A West Lothian mum has been allowed keep a memorial tree she planted in tribute to her late son in a Livingston street.
A petition was raised when Natasha MacDonald thought the tree would have to be moved following a complaint.
She had planted it on October 1, which would have been her son Kurt’s 21st birthday. He was knocked down by a hit-and-run driver in 2007.
The petition gathered over 3000 signatures.
Ms MacDonald said she was “overwhelmed at the outcome”.
She added: “The memorial was put in place for what would have been his 21st birthday. And this meant the absolute world to me.
“Everyone who raised a toast that night are the same people who have been through this ordeal with me since 2007
“I do understand the land belongs to the council. This is where my little boy took his last steps, got up to mischief and made memories, very happy ones.”
Ms MacDonald also thanked her ‘dream team’, including the McLean family and Mari McFadden, and other friends and neighbours for their help and support, as well as local councillors Frank Anderson and Damian Doran-Timson.
Councillor Anderson said: “This group of residents had already transformed their street by cutting the grass, planting flowers, erecting ornaments and a spectacular flamingo island concept.
“It is admired by everyone. People even come from outwith Craigshill to view their efforts.

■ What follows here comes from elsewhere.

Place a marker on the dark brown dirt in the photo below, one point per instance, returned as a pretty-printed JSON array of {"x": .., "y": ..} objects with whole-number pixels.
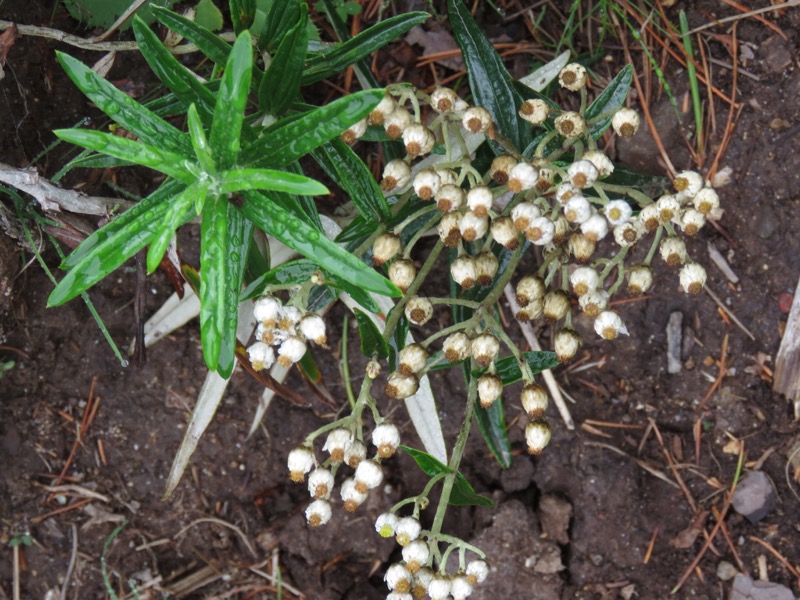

“It was really disappointing to hear that the council were threatening to remove the tree. On behalf of the residents, I raised their objections and we have managed to persuade the council to leave the tree alone.
“We pointed out that this was a unique situation, didn’t fall under the council policy for kerbside memorials and if it was moved to the other side of the footpath, the council would look like idiots for taking it from one piece of ground to another only yards away.
“Thankfully, the council agreed with us and everybody is happy. Common sense has prevailed and the residents will ensure that the tree and surrounding area is well maintained.
“I appreciate the efforts of officers in finding a satisfactory solution to this issue.”
One resident in Ash Grove had complained about the memorial tree. Council policy is against roadside memorials.
A council spokesman said the local authority recognised sensitivities and it was never its intention to force removal of the tree: “As we have made clear, nobody has been forced to remove the memorial and we have at no point ‘threatened’ to remove the memorial.
“Nobody has therefore persuaded the council not to remove the memorial. There is therefore no change at this time to the council’s position.”